Carbs are set up for the flow characteristics of the carb. The Chinese carbs are copies of patented designs, but the machining is not as precise. Therefore, they look the same and bolt up the same, but they don't necessarily react the same to changes in air flow and it the flow of air that is responsible for picking up the fuel (siphons it out of the float bowl) that mixes with the air to support combustion.
The first thing to do is to use fuel the carb is designed for. The Chinese and Japanese do not have alcohol in their gasoline. Alcohol is harder to ignite and burns cooler. It takes almost twice as much alcohol mixed with the same amount of air to provide acceptable power from an IC engine. Mixing alcohol with gasoline means you need to adjust the fuel/air mixture as the alcohol displaces gasoline leaning the mixture. Normally a leaner mixture means increased combustion temperature, but alcohol burns more slowly and cooler than gasoline, so the increased temp of the lean gasoline to air mixture is offset by the cooler burn of the alcohol mixture. Using the fuel the carb is designed for may eliminate bogging at certain throttle settings as the fuel to air ratio varies.
The BST carb was engineered by Mikuni and is designed for economy - not performance. If you observe the operation of the carb closely; the slide rises in relation to the vacuum the engine creates on the engine side of the butterfly valve. The vacuum is drawn on a small port and is internally ducted to the top chamber where the reduced pressure attempts to lift the slide valve. The slide valve operation is counteracted by a spring and the weight of the slide. In theory, the slide position is dependent on engine speed, but on a single cylinder engine, the vacuum is in pulses, so at lower speeds, the slide bounces. As the slide rises it allows more air into the engine and the needle in the slide controls the amount of fuel that can mix with that air. As engine speed increases and the vacuum becomes more constant, the slide does not 'bounce' as noticeably and positions itself at a relatively constant position.
Now if the butterfly valve is opened suddenly from a constant setting, the vacuum drops and so does the slide. The slide reduces the air flow into the cylinder and likewise the amount of fuel being mixed with the air. Each intake stroke causes the slide to rise, but during the compression and exhaust cycles, the slide descends. This is the action of the Constant Velocity carburetor. Keeping the velocity constant increases the efficiency of the carb while providing acceptable acceleration performance.
Getting rid of a bog (lean condition) is difficult to engineer out of a carburetor. It is a matter of compromises. It has to be too rich at some throttle openings and too lean at other settings, but as long as the lean areas are not so lean as to cause engine damage, then the compromise is acceptable.

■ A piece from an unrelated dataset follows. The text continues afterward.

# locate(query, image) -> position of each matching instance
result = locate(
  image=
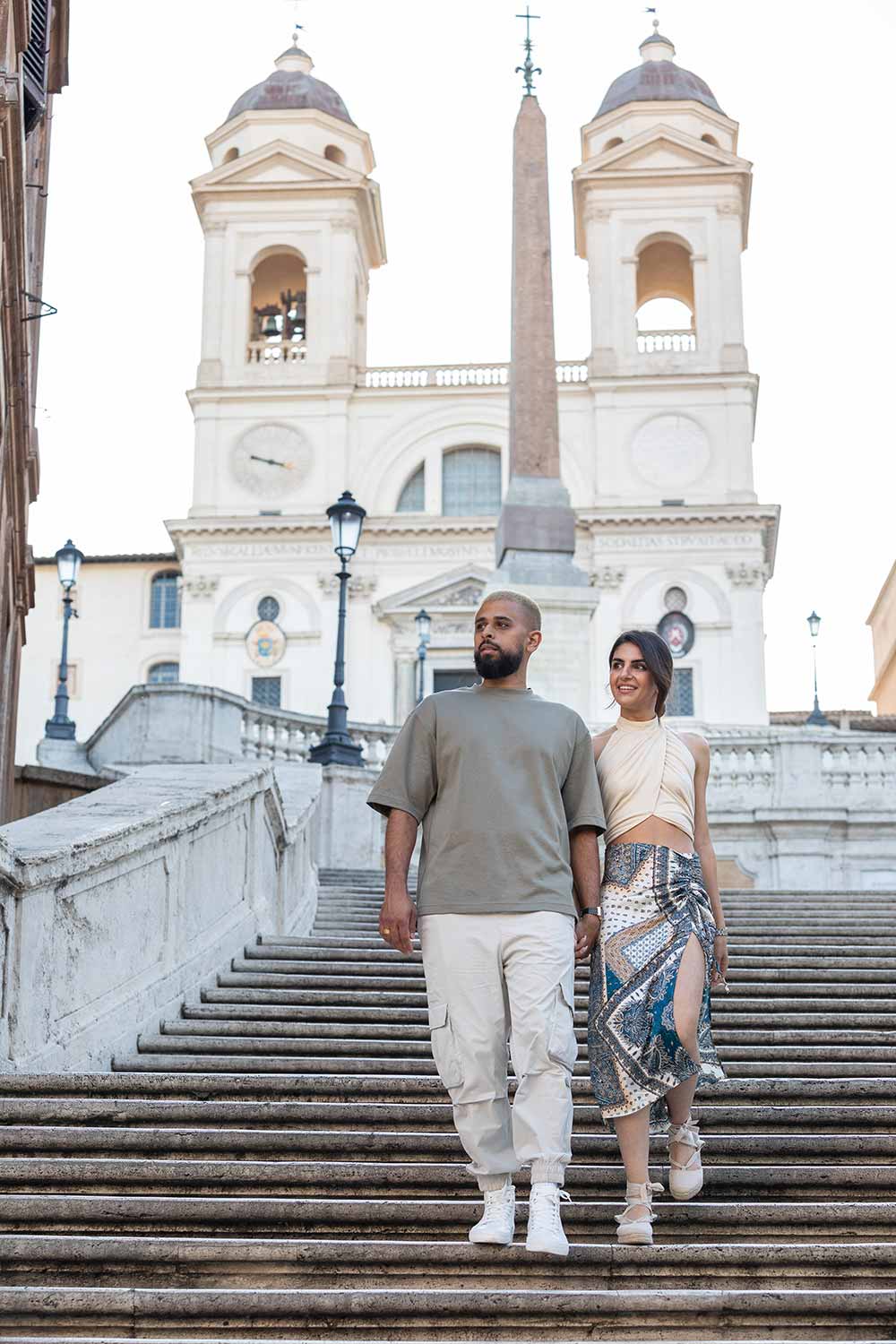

To get rid of a bog just off idle, it has to be too rich at idle. This is accomplished by either adjusting the fuel screw to a richer setting, raising the slide needle to enrich the entire RPM range or changing the slide needle taper which may enrich the low speed while maintaining the mixture of the original needle in the mid range. But a bog from mid-range to full throttle may require changing the speed of the rise and fall of the slide. If the slide rises too high for certain throttle settings, it may provide an over rich mixture at mid-range while going lean momentarily before the slide falls sufficiently to increase the air velocity necessary to pull fuel through the needle jet. The reaction of the slide may benefit from a stronger or longer spring.
The Mikuni VM and HSR tuning manuals are 20 pages, but I have never seen a CV tuning manual. You have to use the info in the other manuals and apply the techniques to the CV carb.
Try changing fuel first - sometimes it is a simple as switching brands. Switch from Phillips 66 to Casey's or vice versa and see how it performs. Switch from alcohol blended to pure gas or vice versa. Or tear into the carb and start changing calibrations, but only change one thing at a time in case you need to change it back.